Azure Service Bus Scaler Sends GetAccess Requests on every getQueueLength message

tshaiman commented 1 year ago

Keda Service Bus Scaler keeps asking for Arm GetAccess on Service Bus -> no reused of AdminClient

we saw a significant increase of getAcccess On Azure ARM Endpoint, aiming to authenticate that the request has access to the service bus.

This happens when all the pods are at scale zero
we have 16 queues , with 8 environments , with polling interval of 30 seconds => that is around 256 calls Per minute
Looking at the Keda Service bus Scaler code we see the following

azure_servicebus_scaler.go

func (s *azureServiceBusScaler) getAzureServiceBusLength(ctx context.Context) (int64, error) {
    // get adminClient
    adminClient, err := s.getServiceBusAdminClient()
    if err != nil {
        return -1, err
    }
    // switch case for queue vs topic here
    switch s.metadata.entityType {
    case queue:
        return getQueueLength(ctx, adminClient, s.metadata)
    case subscription:
        return getSubscriptionLength(ctx, adminClient, s.metadata)
    default:
        return -1, fmt.Errorf("no entity type")
    }
}

a servicebusAdminClient is created but it is not assigned to any varaible on "s" (azureServiceBusScaler)

func (s *azureServiceBusScaler) getServiceBusAdminClient() (*admin.Client, error) {
    if s.client != nil {
        return s.client, nil
    }
  .......//Creating the client
}

so each time a check is made to see if s.client is initialized , it is always be null , hence new client will be created over and over again.

Expected Behavior

The admin.Client needs to be stored in the azureServiceBusScaler object and not be created every time

Actual Behavior

The admin.Client is created on every "getQueueLength" request hence cause Azure ARM calls to be throttled with "429-Too many requests "
when we query Azure ARM Endpoint for investigation we found the following :

HttpIncomingRequests | where TIMESTAMP > ago(1d)| where subscriptionId == "24237b72-8546-4da5-b204-8c3cb76dd930" | summarize count() by operationName | order by count_ desc

POST/SUBSCRIPTIONS/RESOURCEGROUPS/PROVIDERS/MICROSOFT.SERVICEBUS/NAMESPACES/QUEUES/PROVIDERS/MICROSOFT.AUTHORIZATION/CHECKACCESS - 709361 calls

so CheckAccess API has 709K calls per days , even when no pods are running.

Steps to Reproduce the Problem

run Keda with at least 160 queues and use polling interval of 30 seconds/ or use less queues with low polling interval
Goto Azure Portal and view the number of Requests on the Service Bus Queue :

image 1 : queue length is empty

image 2: number of calls is 250-300 per minute.

ensure all calls are POST/SUBSCRIPTIONS/RESOURCEGROUPS/PROVIDERS/MICROSOFT.SERVICEBUS/NAMESPACES/QUEUES/PROVIDERS/MICROSOFT.AUTHORIZATION/CHECKACCESS

Logs from KEDA operator

no errros

KEDA Version

2.9.3

Kubernetes Version

1.24

Platform

Microsoft Azure

Scaler Details

Azure Service Bus

Anything else?

would like to submit a patch after this is confirmed to be a bug

JorTurFer commented 1 year ago

Hello!
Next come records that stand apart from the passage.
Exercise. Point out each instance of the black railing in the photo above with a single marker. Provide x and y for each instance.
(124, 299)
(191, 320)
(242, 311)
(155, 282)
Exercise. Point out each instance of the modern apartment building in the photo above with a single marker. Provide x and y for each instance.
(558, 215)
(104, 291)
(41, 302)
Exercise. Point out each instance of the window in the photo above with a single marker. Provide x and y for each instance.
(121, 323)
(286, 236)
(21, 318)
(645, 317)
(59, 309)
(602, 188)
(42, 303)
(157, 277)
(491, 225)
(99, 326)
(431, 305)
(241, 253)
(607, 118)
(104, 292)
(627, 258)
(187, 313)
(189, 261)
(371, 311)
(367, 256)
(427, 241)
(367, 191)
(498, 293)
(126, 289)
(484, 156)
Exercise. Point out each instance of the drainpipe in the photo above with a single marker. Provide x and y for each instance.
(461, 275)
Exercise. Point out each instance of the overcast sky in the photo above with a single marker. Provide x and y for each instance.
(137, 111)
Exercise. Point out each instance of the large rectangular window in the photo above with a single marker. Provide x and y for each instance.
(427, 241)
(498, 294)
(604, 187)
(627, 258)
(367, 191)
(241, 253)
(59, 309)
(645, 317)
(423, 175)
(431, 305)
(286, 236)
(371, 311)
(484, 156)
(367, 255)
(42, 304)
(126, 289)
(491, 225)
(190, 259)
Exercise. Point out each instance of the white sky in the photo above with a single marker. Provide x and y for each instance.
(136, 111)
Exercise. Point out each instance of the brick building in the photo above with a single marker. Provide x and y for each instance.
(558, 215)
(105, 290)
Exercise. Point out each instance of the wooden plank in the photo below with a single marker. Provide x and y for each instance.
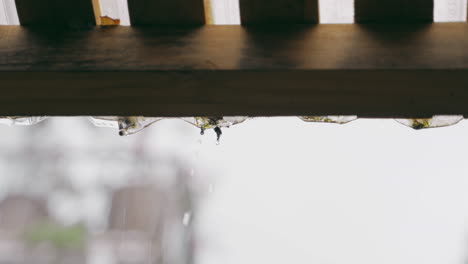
(56, 13)
(388, 70)
(279, 11)
(166, 12)
(97, 11)
(394, 11)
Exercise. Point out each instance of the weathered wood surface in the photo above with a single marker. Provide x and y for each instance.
(394, 11)
(279, 11)
(56, 13)
(166, 12)
(372, 71)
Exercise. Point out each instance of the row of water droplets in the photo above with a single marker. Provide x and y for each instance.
(132, 124)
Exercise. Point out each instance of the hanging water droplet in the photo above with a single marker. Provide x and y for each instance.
(21, 120)
(329, 119)
(436, 121)
(215, 123)
(187, 218)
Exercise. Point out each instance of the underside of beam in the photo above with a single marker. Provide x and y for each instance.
(279, 11)
(56, 13)
(166, 12)
(368, 70)
(394, 11)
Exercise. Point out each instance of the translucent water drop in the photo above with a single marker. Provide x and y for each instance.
(134, 124)
(329, 119)
(215, 123)
(219, 132)
(105, 121)
(127, 125)
(21, 120)
(187, 218)
(436, 121)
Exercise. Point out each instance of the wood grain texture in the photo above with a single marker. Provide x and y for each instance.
(166, 12)
(368, 70)
(278, 11)
(56, 13)
(394, 11)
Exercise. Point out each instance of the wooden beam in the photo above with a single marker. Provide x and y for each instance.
(279, 11)
(369, 70)
(166, 12)
(56, 13)
(394, 11)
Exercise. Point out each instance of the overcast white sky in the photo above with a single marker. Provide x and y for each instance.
(372, 191)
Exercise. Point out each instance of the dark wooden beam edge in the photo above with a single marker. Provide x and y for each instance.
(377, 71)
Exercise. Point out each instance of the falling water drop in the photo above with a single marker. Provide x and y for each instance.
(187, 218)
(219, 132)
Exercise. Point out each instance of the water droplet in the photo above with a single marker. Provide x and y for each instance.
(219, 132)
(187, 218)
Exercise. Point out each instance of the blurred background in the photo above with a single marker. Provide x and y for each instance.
(275, 190)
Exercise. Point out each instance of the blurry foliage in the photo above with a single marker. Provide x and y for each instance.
(57, 235)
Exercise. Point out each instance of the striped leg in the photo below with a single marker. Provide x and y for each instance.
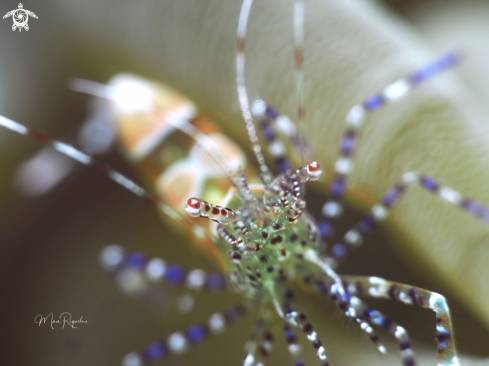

Nice catch! KEDA asks the queues even if there isn't any pod, but definitively the client should be reused in the scaler

Are you willing to contribute with the fix?

I think that a small refactor of this function could be enough.
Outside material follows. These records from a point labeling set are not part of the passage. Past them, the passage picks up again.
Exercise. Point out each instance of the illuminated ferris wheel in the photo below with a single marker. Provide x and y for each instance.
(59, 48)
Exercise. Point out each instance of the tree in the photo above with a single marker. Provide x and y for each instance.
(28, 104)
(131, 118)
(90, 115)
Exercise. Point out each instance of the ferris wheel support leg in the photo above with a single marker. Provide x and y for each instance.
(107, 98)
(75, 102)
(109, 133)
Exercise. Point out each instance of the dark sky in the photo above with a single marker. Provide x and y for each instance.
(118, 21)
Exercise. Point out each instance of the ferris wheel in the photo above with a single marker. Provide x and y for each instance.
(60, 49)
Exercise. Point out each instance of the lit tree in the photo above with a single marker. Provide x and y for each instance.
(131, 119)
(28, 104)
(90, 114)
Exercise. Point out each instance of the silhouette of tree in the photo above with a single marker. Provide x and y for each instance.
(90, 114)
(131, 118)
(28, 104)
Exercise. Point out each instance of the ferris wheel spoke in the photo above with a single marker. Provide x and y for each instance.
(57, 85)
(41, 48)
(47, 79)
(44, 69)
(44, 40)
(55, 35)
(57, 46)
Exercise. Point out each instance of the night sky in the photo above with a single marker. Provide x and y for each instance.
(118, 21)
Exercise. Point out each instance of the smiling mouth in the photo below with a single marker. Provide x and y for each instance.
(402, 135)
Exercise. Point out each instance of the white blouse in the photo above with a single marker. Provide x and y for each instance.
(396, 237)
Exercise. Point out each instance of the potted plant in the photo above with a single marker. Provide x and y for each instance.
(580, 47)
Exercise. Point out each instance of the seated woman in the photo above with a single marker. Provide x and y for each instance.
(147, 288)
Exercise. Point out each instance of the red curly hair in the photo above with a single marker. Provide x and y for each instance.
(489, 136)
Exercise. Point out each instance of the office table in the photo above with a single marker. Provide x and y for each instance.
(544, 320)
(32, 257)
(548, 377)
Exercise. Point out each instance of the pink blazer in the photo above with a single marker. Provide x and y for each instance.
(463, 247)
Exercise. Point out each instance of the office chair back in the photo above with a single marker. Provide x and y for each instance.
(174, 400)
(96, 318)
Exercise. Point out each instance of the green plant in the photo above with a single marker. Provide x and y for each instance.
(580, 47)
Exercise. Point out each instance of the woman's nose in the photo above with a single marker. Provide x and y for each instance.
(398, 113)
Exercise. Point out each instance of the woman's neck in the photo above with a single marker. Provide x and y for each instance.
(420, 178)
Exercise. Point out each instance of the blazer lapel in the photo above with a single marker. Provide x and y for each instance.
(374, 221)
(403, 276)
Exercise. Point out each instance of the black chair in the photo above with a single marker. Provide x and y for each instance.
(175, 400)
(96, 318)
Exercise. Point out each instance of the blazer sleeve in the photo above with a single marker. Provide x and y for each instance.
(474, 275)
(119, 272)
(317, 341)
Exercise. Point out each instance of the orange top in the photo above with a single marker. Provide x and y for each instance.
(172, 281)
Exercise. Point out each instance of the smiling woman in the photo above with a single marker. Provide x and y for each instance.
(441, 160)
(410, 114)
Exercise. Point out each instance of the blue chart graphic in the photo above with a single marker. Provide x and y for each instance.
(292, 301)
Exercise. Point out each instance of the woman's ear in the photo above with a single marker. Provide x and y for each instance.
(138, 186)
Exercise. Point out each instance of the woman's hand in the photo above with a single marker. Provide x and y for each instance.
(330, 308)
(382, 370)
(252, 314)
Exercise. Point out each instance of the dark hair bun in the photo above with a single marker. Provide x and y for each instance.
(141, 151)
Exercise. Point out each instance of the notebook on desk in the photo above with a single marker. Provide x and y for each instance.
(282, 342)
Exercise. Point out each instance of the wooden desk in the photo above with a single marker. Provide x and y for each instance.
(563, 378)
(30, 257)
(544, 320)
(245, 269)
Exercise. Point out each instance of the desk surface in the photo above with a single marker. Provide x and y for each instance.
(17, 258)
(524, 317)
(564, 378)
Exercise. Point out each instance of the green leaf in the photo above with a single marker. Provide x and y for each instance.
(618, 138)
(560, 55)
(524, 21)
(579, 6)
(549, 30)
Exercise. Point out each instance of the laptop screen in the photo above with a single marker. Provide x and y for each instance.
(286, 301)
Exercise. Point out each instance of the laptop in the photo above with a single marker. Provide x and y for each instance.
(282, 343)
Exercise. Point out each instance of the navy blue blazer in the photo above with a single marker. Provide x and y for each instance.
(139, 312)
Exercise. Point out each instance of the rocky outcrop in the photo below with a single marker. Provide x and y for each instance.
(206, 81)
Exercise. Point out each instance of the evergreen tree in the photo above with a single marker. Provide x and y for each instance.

Something like this could be enough:

func (s *azureServiceBusScaler) getServiceBusAdminClient() (*admin.Client, error) {
    if s.client != nil {
        return s.client, nil
    }
    var err error
    var client *admin.Client
    switch s.podIdentity.Provider {
    case "", kedav1alpha1.PodIdentityProviderNone:
        client, err = admin.NewClientFromConnectionString(s.metadata.connection, nil)
    case kedav1alpha1.PodIdentityProviderAzure, kedav1alpha1.PodIdentityProviderAzureWorkload:
        creds, chainedErr := azure.NewChainedCredential(s.podIdentity.IdentityID, s.podIdentity.Provider)
        if chainedErr != nil {
            return nil, err
        }
        client, err = admin.NewClient(s.metadata.fullyQualifiedNamespace, creds, nil)
    default:
        err = fmt.Errorf("incorrect podIdentity type")
    }

    s.client = client
    return client, err
}

zroubalik commented 1 year ago

Great find!

xoanmm commented 1 year ago

Hey,

I want to tackle this issue

tshaiman commented 1 year ago

oh man you are quick i was just about to submit a PR 😂

you snooze you loose

tshaiman commented 1 year ago

@JorTurFer / @tomkerkhove / @xoanmm : I'm afriad that the fix in https://github.com/kedacore/keda/pull/4273 is now causing another issue.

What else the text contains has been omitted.